In che maniera ha vissuto l’inclusione in campo? «Nel 1990, quando di disabilità e inclusione se ne parlava veramente poco, ero in squadra con i fratelli Pignataro: due atleti sordomuti eccezionali che giocavano nel Campionato Federale Pallacanestro in serie C unica regionale (che sarebbe oggi la serie C1 nazionale). Si trattava di una situazione eccezionale per l’epoca: un campionato di sport integrato in cui disabili e normodotati giocavano insieme nella stessa squadra».
Questa esperienza cosa le ha lasciato? «Una forte capacità di adattamento: abbiamo raggiunto grandi risultati grazie ai fratelli Pignataro con cui avevano creato un canale di comunicazione con il linguaggio dei segni e con il labiale. Ricordo un grande affiatamento tra tutti i componenti della squadra che hanno imparato il linguaggio dei segni proprio in questa occasione: uscivamo spesso tutti insieme a bere qualcosa o a mangiare fuori perché vivevamo l’inclusione dentro e fuori dal campo.
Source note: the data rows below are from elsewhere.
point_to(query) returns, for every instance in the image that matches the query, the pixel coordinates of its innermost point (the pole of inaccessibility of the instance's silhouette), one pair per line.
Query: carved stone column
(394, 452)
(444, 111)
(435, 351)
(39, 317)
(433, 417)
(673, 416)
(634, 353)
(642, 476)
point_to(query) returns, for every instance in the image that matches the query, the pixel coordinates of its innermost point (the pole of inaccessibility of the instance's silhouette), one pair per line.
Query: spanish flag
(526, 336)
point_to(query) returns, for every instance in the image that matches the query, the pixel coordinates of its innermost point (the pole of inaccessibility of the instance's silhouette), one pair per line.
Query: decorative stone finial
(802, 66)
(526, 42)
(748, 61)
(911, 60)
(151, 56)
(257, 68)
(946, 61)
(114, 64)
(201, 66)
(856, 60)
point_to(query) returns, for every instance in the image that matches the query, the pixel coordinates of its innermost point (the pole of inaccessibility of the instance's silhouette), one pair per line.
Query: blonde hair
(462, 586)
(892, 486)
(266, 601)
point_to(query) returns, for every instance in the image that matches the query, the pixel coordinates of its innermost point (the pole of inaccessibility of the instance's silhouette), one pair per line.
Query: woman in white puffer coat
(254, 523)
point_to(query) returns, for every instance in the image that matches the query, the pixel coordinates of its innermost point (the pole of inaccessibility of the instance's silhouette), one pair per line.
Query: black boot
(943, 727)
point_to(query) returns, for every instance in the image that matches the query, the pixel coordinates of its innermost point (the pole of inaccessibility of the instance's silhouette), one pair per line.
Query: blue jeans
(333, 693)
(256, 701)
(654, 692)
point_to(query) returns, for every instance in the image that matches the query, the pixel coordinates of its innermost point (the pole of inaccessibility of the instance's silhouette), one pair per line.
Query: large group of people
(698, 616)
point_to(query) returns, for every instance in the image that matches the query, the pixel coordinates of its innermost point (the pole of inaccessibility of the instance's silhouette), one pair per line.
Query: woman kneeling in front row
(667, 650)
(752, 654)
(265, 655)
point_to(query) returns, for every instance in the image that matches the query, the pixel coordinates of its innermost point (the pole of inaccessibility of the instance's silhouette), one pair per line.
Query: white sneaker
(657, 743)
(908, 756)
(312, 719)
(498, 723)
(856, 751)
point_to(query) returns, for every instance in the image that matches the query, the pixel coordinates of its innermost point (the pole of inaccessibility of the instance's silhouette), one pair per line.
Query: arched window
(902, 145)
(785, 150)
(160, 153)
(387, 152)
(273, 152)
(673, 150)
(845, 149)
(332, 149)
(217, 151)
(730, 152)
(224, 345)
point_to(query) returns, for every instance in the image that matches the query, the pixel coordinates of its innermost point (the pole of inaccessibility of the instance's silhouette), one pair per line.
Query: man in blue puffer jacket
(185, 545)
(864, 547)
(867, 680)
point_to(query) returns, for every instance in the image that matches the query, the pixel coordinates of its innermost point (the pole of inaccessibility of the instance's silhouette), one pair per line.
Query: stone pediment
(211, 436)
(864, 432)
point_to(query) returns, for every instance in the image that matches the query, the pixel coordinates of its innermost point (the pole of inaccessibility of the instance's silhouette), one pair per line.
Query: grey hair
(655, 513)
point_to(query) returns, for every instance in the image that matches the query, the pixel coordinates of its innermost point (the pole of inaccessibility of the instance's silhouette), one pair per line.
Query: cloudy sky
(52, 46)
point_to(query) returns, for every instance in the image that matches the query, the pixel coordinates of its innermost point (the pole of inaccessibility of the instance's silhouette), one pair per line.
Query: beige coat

Durante le trasferte purtroppo i nostri avversari non avevano lo stesso spirito e spinti dalla bramosia di vincere avevano talvolta un comportamento falloso approfittandosi nell’incapacità dei compagni sordomuti di emettere manifestazioni verbali per segnalare all’arbitro un fallo».
Dopo tanti anni le cose secondo lei sono cambiate? «Certamente, abbiamo fatto passi enormi nel progetto inclusivo. Nel mio lavoro come Team Manager condivido il campo del Pala Mangano a Palermo con i ragazzi che fanno basket in carrozzina: uno spazio fruibile anche per chi è in sedia a rotelle, segno di progresso e di volontà nell’attuare strategie inclusive a partire dagli impianti. Sono ancora troppo pochi quelli totalmente fruibili dai disabili».